Legese Chelkeba, Fessahaye Alemseged, Worku Bedada


Background: The quality of pharmacotherapy is highly dependent on the process of choosing a drug in relation to nature of the disease. Several factors should be considered in choosing optimal pharmacotherapeutics strategy including efficacy, safety, availability and cost of the drugs. The objective of this study was to assess potential drug-drug interactions and risk factors in outpatients taking cardiovascular drugs at Jimma University specialized hospital.

Methods: A cross-sectional study was conducted from Feb. to April, 2011on patients visiting the cardiac clinic of Jimma University Specialized hospital. A sample of 332 outpatients who were taking cardiovascular medications at study clinic was studied. MicroMedex software was used to screen drug-drug interactions and SPSS for windows software versions-16.0 was used for data analysis.

Results: A total of 1249 drugs with average of 3.76 drugs per prescription were prescribed for the 332 patients. The frequency of potential DDIs was found to be 241 (72.6%). Among these 200 (67.3%) were of "moderate" severity and 164 (55.2%) were delayed in onset. The most common potential DDI observed was between Enalapril and Furosemide (20%). Patients who prescribed many drugs (AOR=4.09; P=0.00) by medical intern had a higher risk of developing potential DDIs (AOR=4.6; P=0.00).
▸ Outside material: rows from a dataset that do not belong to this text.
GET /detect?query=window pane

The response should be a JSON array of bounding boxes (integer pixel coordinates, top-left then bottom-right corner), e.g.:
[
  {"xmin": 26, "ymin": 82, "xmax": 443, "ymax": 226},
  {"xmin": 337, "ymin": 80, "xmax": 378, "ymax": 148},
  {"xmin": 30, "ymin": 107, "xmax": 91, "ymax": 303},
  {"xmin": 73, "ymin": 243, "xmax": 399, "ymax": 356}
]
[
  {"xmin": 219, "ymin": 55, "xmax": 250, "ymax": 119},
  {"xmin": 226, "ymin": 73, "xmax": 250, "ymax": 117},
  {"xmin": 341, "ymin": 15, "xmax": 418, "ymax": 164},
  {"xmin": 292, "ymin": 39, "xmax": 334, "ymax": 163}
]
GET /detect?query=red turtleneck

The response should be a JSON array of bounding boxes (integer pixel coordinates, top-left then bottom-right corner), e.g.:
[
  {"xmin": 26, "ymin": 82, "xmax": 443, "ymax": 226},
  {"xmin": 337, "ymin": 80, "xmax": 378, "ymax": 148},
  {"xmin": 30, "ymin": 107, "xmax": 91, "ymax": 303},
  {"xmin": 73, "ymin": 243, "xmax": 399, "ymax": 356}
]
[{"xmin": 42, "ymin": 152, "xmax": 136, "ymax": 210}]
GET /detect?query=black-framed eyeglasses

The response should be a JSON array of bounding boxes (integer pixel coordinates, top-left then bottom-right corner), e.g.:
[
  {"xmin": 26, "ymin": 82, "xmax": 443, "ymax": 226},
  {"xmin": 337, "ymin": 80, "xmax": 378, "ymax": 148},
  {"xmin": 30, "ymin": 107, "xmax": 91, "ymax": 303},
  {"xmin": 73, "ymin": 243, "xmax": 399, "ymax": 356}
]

Conclusions: Patients with cardiovascular disorders are subjected to high risk of potential drug-drug interactions and the number of drugs prescribed and educational level of the prescribers has a high significantly associated with the occurrence of potential drug-drug interactions. Therefore, it is imperative that further studies need to be conducted to identify reasons for and tackle the problem and provide appropriate mechanisms for management.